第29話、反撃に成功するが・・・信政の孤立

しかし、前田家元も生きるために必死に逃げていた、こんなところで死んでたまるか。己は主が死んだ以上は混乱をしている主家をうまく乗っ取り、天下へと野望があるのだ。






こんな田舎侍みたいなやつらなんかに阻止をされてたまるかと思いで逃げていた。けれども足軽たちに足止めを命令をしても逃げる始末で慌てた前田家元は逃げている足軽を斬り殺したがそれでも逃げるのをやめるどころかむしろ勢いを増して逃げていく始末で待ってくれる者は誰もおらずに逃げていた。






佐竹家の家臣や足軽たちは普段から大名の佐竹義昭と前田家元に多くのお金や労働をさせられてもう嫌々であったが勢力はどんどん強くなって逃げ出せば殺されると思ってただ従っていただけであるが今ではその総大将も討ち死にした以上はもう逃げても大丈夫と思いで逃げていた。

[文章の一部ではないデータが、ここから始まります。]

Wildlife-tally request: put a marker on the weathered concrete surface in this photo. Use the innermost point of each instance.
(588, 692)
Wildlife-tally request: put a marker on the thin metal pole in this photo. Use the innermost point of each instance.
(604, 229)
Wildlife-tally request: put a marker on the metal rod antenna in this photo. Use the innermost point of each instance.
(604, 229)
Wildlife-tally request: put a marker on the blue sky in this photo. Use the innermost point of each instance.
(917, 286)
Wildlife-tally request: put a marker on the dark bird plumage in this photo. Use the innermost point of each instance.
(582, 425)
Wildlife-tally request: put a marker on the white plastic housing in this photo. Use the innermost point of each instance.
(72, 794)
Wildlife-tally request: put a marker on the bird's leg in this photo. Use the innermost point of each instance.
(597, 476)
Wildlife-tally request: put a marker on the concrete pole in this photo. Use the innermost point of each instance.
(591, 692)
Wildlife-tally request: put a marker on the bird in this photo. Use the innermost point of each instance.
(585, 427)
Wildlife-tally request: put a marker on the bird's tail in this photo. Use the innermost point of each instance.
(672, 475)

これを見ていた真里谷信政はもしかして相手の士気はもう相当なほどに落ちている、今ならば相手が下ってくれるかもしれないと考えてすぐに声を出した。






「敵の武士たちよ、もし逃げると言うのであれば我々は追撃をしない。もし、こちらに寝返りをしたければその男を捕まえてくれ、そうすれば褒美も出す」






そう言うと逃げていた足軽たちが前田家元のところに向かい捕まえようとしていた、前田家元はこんなところで捕まって死んでたまるかと思いで必死に逃げていたが足軽たちは民や部下たちにとてもいい評判を受けている真里谷信政が捕まえたら褒美を出すという言葉を信じた。無論なこと真里谷信政は出すつもりだが。






それほどに足軽たちは佐竹家に対する忠誠度が低かったのだ、迫ってくる足軽たちを必死になぎ倒して逃げていたがここで真里谷信政が放った弓矢が足に当たり痛みのあまりに動けずにその場で崩れた。






そして迫ってくる真里谷信政は無表情な冷徹さを出しながら前田家元のところに迫ってきていたのである。それはまるで鬼が罪人を殺しに来るような光景であった。この時に前田家元は真里谷信政に対して命乞いを始めてきた。






「真里谷信政様、本当に申し訳ありませんでした。この度は佐竹のバカ殿に無理やり同行させられていただけなのです。あなた様に逆らうなど一切ありませんでした、諏訪姫様はこちらの方で保護をしています、すぐにお連れいたしますのでどうか、許してください」






「・・・なんでお前を許すと思った、お前は我々に大きな被害を与えた、民に家臣たちにそして自分にそんなやつをどうして命を助けなければならないのだ。お前には武士としての誇りはないのか。最後ぐらいは潔く死んだらどうだ、お前たちがしたことは必ず後世に伝えるつもりだ、だからせめて最後ぐらいは漢らしく死んだらどうだ・・・前田家元」








そんなことは嫌だと言って必死に逃げようとしていたがすでに怪我をしている以上はもう真里谷信政からは逃げられない、もう泣きながら命乞いをして助かろうとしていたがもう殺すつもりであるために真里谷信政の顔は無表情でありそれは見た真里谷家のものでさえ恐怖を感じるぐらいであった。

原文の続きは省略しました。